Every day we are bombarded with articles promising to uncover the keys to greater personal and professional development. Some describe multitasking as vital in achieving rapid success; on the other hand, an increasing number of studies deem mindfulness as crucial for wellbeing and peak performance. So, what’s the truth?
Multitasking is a term originally used in computing, in the ‘60s, and has since gained popularity in a human context. Thus, the word has migrated from an IBM manual to our resumes, and is now widely regarded as one of the most in-demand soft skills on the market.
That is to say, humans should act like machines. Companies aim to do more with less (human resources, money, time), employees being assigned multiple tasks in a limited timeframe. Mislabeled as a blue-ribbon attribute, multitasking gives you the illusion of increased productivity, better time management and improved competitiveness.
However, unless you are a multi-core processor, multitasking can be detrimental to your health, increasing the wear and tear on the body, also known as allostatic load. Trying to focus on two different things simultaneously wears the brain out as we constantly switch our attention between multiple tasks; it takes our brain several tenths of a second to shift attention from one task to another, building up anxiety and triggering exhaustion.

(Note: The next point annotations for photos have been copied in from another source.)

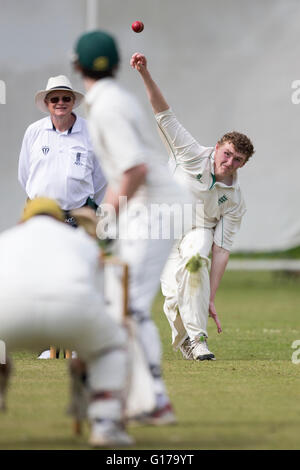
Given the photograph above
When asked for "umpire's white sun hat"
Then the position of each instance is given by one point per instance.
(61, 82)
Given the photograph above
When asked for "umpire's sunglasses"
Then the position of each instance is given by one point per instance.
(65, 99)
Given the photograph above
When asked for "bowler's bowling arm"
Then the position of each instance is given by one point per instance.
(219, 262)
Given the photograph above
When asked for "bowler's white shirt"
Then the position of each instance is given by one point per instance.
(61, 166)
(193, 166)
(120, 134)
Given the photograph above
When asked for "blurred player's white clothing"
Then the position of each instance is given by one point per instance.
(60, 165)
(120, 134)
(50, 296)
(218, 222)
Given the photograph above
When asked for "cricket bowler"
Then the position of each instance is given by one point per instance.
(210, 173)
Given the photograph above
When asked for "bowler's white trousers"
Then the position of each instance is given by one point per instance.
(187, 294)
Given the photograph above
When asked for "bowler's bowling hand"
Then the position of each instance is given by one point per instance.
(139, 62)
(213, 314)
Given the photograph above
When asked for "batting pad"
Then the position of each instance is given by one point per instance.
(140, 386)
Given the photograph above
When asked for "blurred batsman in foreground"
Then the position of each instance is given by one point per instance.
(50, 295)
(135, 171)
(210, 173)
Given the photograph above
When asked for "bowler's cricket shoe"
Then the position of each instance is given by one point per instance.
(200, 350)
(186, 349)
(107, 433)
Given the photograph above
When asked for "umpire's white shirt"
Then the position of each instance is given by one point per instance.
(60, 165)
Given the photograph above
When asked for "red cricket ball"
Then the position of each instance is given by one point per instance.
(137, 26)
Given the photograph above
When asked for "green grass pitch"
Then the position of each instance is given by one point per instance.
(247, 399)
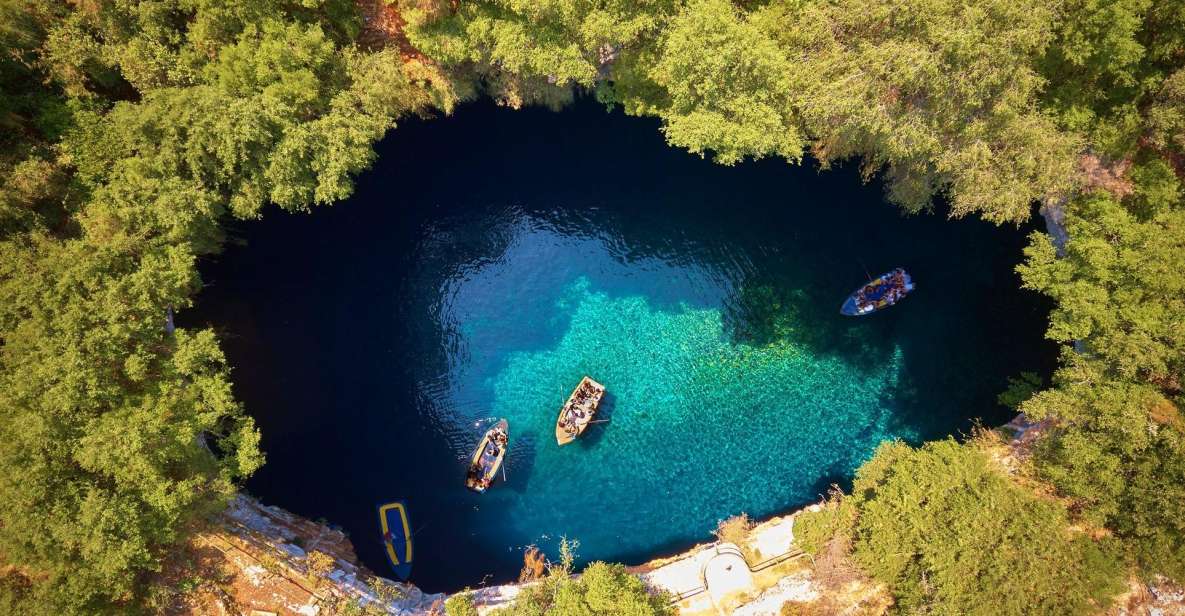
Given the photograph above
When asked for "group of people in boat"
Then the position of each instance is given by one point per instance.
(886, 289)
(479, 470)
(577, 414)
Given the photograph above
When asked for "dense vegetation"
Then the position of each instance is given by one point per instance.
(602, 588)
(133, 127)
(950, 533)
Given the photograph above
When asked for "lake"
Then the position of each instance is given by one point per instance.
(492, 258)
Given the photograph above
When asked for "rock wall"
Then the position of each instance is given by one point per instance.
(263, 560)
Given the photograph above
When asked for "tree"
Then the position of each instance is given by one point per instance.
(722, 85)
(949, 533)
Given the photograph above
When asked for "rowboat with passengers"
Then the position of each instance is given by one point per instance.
(487, 457)
(578, 411)
(878, 294)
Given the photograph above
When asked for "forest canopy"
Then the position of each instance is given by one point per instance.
(133, 129)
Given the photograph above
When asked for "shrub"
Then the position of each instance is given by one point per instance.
(952, 534)
(460, 604)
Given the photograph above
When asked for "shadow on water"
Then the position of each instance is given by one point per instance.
(364, 337)
(595, 432)
(520, 461)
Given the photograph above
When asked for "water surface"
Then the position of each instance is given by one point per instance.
(492, 258)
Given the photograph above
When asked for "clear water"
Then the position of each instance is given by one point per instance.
(493, 258)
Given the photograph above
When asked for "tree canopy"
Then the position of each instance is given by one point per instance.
(132, 129)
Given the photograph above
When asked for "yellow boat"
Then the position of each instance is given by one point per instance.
(578, 411)
(487, 459)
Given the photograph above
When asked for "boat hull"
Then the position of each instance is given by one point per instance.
(396, 525)
(484, 469)
(588, 411)
(853, 307)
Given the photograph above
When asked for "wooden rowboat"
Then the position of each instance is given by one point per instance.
(578, 411)
(487, 457)
(878, 294)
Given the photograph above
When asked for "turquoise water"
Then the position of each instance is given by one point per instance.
(493, 258)
(692, 414)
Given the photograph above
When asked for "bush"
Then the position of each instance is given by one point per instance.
(603, 588)
(460, 604)
(952, 534)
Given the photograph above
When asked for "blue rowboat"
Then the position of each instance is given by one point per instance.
(878, 294)
(396, 526)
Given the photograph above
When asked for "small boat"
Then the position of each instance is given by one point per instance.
(578, 411)
(878, 294)
(396, 527)
(487, 459)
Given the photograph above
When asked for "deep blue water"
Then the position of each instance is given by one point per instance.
(492, 258)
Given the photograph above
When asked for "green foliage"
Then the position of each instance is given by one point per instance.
(460, 604)
(116, 435)
(952, 534)
(725, 87)
(941, 94)
(1020, 389)
(1120, 288)
(602, 588)
(1119, 451)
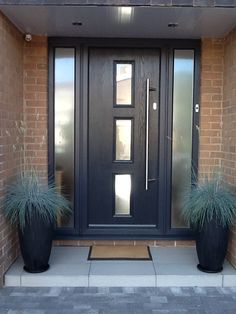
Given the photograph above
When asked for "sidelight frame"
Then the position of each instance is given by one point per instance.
(82, 46)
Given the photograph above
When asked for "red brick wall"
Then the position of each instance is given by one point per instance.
(35, 101)
(229, 125)
(11, 113)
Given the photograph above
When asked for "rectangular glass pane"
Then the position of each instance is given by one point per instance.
(123, 139)
(122, 194)
(182, 131)
(64, 126)
(124, 84)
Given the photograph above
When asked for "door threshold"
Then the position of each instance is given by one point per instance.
(70, 267)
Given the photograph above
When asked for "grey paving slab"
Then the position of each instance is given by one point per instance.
(111, 300)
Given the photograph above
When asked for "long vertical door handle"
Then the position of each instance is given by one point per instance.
(147, 134)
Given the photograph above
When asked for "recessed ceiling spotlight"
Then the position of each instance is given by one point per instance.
(77, 23)
(173, 25)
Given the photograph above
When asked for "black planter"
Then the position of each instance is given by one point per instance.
(36, 243)
(211, 245)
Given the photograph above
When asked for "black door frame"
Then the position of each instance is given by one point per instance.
(82, 46)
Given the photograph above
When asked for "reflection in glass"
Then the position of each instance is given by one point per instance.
(123, 84)
(182, 131)
(122, 194)
(123, 139)
(64, 126)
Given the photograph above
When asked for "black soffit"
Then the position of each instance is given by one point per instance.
(147, 3)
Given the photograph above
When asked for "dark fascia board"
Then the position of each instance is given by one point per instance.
(147, 3)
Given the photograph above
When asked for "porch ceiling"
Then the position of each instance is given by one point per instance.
(137, 22)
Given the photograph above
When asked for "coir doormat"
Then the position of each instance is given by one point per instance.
(119, 252)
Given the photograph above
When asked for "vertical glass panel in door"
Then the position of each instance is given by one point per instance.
(123, 84)
(123, 129)
(122, 194)
(182, 132)
(64, 126)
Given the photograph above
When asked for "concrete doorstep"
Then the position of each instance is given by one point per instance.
(69, 267)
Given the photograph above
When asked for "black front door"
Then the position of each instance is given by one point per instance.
(123, 150)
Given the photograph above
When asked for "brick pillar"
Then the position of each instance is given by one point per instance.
(35, 102)
(11, 113)
(211, 104)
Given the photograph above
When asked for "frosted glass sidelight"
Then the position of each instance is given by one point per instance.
(124, 84)
(123, 139)
(122, 194)
(64, 125)
(182, 131)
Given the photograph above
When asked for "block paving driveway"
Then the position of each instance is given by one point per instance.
(117, 300)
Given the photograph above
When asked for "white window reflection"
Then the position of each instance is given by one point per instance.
(182, 132)
(123, 139)
(64, 126)
(123, 84)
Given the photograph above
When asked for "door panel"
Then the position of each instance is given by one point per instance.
(117, 107)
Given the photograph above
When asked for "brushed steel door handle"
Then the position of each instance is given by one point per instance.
(147, 134)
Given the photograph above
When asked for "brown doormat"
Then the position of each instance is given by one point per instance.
(119, 252)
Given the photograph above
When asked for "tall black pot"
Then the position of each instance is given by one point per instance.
(36, 243)
(211, 245)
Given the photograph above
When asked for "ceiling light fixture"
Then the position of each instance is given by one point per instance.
(173, 25)
(125, 14)
(77, 23)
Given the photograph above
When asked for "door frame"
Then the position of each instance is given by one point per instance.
(82, 46)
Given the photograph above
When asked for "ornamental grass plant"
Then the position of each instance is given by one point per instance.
(31, 196)
(210, 198)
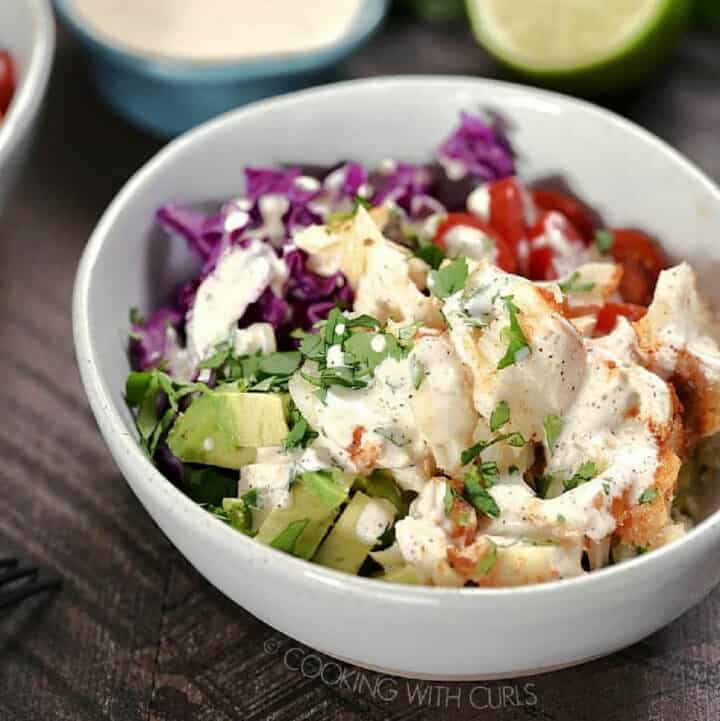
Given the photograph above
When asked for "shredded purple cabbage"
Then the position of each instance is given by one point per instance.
(402, 184)
(149, 341)
(418, 191)
(482, 149)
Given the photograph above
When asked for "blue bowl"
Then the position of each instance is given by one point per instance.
(167, 97)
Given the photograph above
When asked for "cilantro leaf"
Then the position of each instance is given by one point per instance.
(604, 240)
(448, 280)
(488, 560)
(553, 427)
(518, 347)
(431, 254)
(476, 492)
(648, 496)
(360, 202)
(500, 416)
(573, 284)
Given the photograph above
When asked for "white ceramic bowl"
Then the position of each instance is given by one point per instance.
(27, 30)
(630, 176)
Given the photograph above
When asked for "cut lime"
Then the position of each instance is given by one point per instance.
(585, 46)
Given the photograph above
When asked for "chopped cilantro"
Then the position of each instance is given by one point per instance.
(417, 371)
(542, 484)
(518, 347)
(648, 496)
(604, 240)
(360, 202)
(136, 318)
(517, 440)
(553, 427)
(585, 473)
(449, 279)
(397, 438)
(573, 284)
(500, 416)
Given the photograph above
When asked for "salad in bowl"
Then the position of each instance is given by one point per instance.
(430, 373)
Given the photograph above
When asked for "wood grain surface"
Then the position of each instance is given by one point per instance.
(135, 633)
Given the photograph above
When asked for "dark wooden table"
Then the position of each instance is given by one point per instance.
(136, 633)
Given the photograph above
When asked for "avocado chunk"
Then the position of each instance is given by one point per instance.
(315, 499)
(223, 428)
(345, 549)
(406, 574)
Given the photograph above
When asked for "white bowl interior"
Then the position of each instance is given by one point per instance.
(631, 178)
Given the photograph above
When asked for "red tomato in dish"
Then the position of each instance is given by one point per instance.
(507, 211)
(642, 260)
(7, 80)
(541, 261)
(608, 315)
(572, 209)
(504, 257)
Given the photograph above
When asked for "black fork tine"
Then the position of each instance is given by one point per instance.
(17, 574)
(26, 590)
(18, 583)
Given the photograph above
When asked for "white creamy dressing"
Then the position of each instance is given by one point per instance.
(470, 242)
(555, 349)
(256, 337)
(391, 437)
(374, 520)
(478, 202)
(238, 280)
(678, 321)
(335, 357)
(224, 31)
(567, 254)
(271, 474)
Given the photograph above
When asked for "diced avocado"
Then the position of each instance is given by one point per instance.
(225, 427)
(315, 499)
(343, 550)
(381, 484)
(391, 559)
(406, 574)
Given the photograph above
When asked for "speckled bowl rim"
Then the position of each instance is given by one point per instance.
(178, 504)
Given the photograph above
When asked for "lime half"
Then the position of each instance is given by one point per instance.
(585, 46)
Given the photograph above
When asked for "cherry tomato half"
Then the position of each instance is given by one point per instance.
(541, 261)
(642, 260)
(571, 208)
(507, 211)
(608, 315)
(7, 80)
(504, 257)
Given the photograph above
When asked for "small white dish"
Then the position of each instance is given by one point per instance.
(631, 177)
(27, 30)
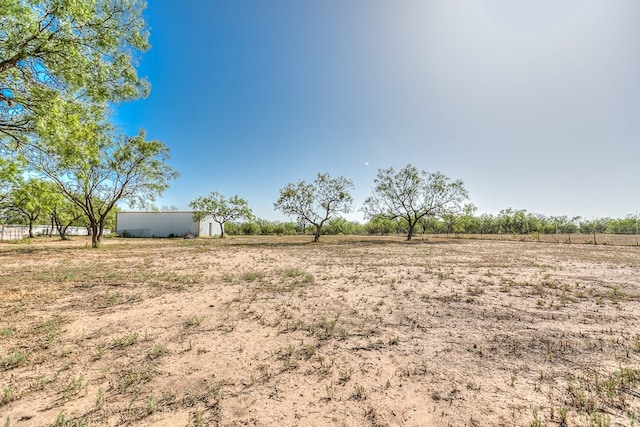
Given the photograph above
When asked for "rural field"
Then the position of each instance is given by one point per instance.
(350, 331)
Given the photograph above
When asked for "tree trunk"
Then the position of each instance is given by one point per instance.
(95, 238)
(412, 226)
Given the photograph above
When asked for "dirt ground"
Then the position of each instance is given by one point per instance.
(346, 332)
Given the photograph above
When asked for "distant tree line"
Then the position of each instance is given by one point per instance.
(406, 202)
(452, 226)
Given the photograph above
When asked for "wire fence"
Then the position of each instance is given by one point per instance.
(16, 232)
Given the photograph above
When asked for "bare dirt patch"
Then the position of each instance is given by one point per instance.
(352, 332)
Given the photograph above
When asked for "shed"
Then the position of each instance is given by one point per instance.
(163, 224)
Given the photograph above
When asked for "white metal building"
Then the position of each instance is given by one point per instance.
(163, 224)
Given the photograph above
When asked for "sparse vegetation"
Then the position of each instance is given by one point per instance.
(546, 330)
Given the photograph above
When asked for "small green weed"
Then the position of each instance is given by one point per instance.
(194, 321)
(7, 331)
(13, 359)
(126, 340)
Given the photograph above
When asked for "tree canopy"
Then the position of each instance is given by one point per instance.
(316, 202)
(220, 209)
(411, 194)
(56, 52)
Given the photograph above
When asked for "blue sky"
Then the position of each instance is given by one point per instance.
(534, 104)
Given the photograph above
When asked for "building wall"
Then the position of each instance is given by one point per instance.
(161, 224)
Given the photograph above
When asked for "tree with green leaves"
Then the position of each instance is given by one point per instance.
(64, 213)
(31, 199)
(221, 209)
(411, 195)
(102, 170)
(56, 53)
(317, 202)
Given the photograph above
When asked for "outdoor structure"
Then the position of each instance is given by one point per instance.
(163, 224)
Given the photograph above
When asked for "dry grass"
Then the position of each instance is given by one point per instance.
(349, 331)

And, in time, lower productivity and even a drop in IQ.
In our quest for better time management, we have brought multitasking from our jobs into our private lives as well. Our mind is constantly scanning for ideas while jogging; planning our next meeting while checking kids’ homework; charged up about our to-do list while trying to get some sleep. Attempting to do more, we end up distracted, stressed, disconnected from our inner self and from our families.
To the contrary, mindfulness means taking a step back, reminding yourself that you are human, not a machine designed for parallel computing. Through mindfulness we align ourselves to our natural rhythm, paying undivided attention to any activity we are engaged in. Also, by taking control of our mind more often, we reduce the time spent in automatic mode, restoring awareness and intention.
Being mindful allows us to fully immerse in work, making steady progress without juggling concurrent assignments or incoming emails. Of course, this isn’t meant to promote a laid-back attitude towards our job, but to simply quieten any internal or external detractors, and help our mind channel all our resources into a particular task. Scattered sunrays can start a fire when focused through a magnifying glass. Likewise, when concentrated through the lens of mindfulness, our mind can spark staggering results.
Mindfulness is a mental workout which not only enhances cognition and performance, but also leads to wellbeing by teaching us to deliberately move our attention away from stressors (e.g. self-criticism, fear, prejudice). We train our mind to work with us, not against us.
A mindful attitude spills over into how we treat coworkers as well. Once you become aware of your own blind spots, you are more tolerant and compassionate towards others. Communication will also thrive, as you start focusing on the message delivered by your collocutor and not on your potential response. In addition, a mindful leader – calm, grounded and able to defuse stress – is more effective than a tense leader with a scattered mind, caught in the multitasking frenzy.
In the past few years, top companies like IBM, Intel or Google have implemented mindfulness trainings for their employees. Is mindfulness a cure-all for the whole spectrum of corporate challenges? Maybe not, but it can certainly improve our resilience and bring us more clarity in the midst of today’s fast-paced lifestyle. So let’s rewire our brain for a mindful life in which multitasking remains a term used mostly in technology.